While I try to put the animation update function and physics simulation of a game engine into a seperate thread for execution, I realize the potential race condition of some floating point values (say, position of an object) between the writer thread (animation,physics) and the reader thread (renderer) if both threads are going to access the values simultaneously.

My question is, given that even a floating point assignment is not atomic, will such a read-write race condition can result a wired/sudden change of the original smoothly changing values as seen by the reader?

Moreover, in my situation I can tolerance a small amount of error, since such error will not accumulate over the next rendering frame.

Was it helpful?

Solution

Theoretically speaking you could get a massive degree of error if there was a context switch between updating the exponent and updating the mantissa, but I doubt most platforms or architectures in use today allow such a thing to happen.

OTHER TIPS

For my understanding, you can ignore the race condition as long as you only have on thread writing the veriable at a time and you don't care if your reading thread(s) are not using the latest version.

From my understanding, writing the float should be atomic to your code, though this could be platform-dependent I assume.

Section 12.5 of ECMA-334 (the C# language specifcation) states:

Reads and writes of the following data types shall be atomic: bool, char, byte, sbyte, short, ushort, uint, int, float, and reference types.

To that end, you shouldn't see any corruption due to reads and writes of a float (assuming you don't mean double here, that is not guaranteed to be an atomic write).

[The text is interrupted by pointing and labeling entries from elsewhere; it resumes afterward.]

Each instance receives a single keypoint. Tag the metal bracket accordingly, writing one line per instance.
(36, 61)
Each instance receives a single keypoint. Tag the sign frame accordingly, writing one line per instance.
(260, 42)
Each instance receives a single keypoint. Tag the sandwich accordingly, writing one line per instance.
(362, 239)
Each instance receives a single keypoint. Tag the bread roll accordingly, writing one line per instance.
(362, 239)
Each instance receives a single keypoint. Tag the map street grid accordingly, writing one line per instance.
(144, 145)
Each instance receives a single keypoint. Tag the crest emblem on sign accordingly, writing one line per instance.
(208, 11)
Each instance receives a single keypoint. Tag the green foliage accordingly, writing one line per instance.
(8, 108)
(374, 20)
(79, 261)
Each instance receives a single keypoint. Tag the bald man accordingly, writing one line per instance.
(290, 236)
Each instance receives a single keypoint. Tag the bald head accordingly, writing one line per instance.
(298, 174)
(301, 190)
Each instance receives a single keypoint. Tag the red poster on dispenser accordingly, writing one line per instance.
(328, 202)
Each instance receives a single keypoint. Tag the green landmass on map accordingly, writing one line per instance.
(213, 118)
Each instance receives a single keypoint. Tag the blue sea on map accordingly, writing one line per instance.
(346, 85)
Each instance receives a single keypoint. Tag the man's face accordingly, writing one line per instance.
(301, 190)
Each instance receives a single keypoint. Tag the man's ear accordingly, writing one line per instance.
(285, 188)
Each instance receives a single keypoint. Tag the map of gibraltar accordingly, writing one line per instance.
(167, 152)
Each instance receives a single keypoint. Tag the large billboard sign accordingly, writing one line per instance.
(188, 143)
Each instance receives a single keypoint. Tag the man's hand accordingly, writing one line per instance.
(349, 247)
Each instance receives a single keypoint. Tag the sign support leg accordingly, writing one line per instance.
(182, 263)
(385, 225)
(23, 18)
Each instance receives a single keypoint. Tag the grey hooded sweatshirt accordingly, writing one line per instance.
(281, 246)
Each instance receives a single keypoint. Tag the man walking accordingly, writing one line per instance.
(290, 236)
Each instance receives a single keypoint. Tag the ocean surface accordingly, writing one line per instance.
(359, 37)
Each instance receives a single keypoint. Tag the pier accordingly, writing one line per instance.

However, what should be noted is that while the writing of the values is guaranteed to be atomic, the order of the reads/writes is not guaranteed unless you are using something specific, like a call to Monitor.Enter.

Monitor.Enter is a little heavy for this though, so I would recommend using the volatile keyword when declaring the variable. Assuming the read/write of this variable is the only thing that needs to occur, it will guarantee that the reads/writes are done in order.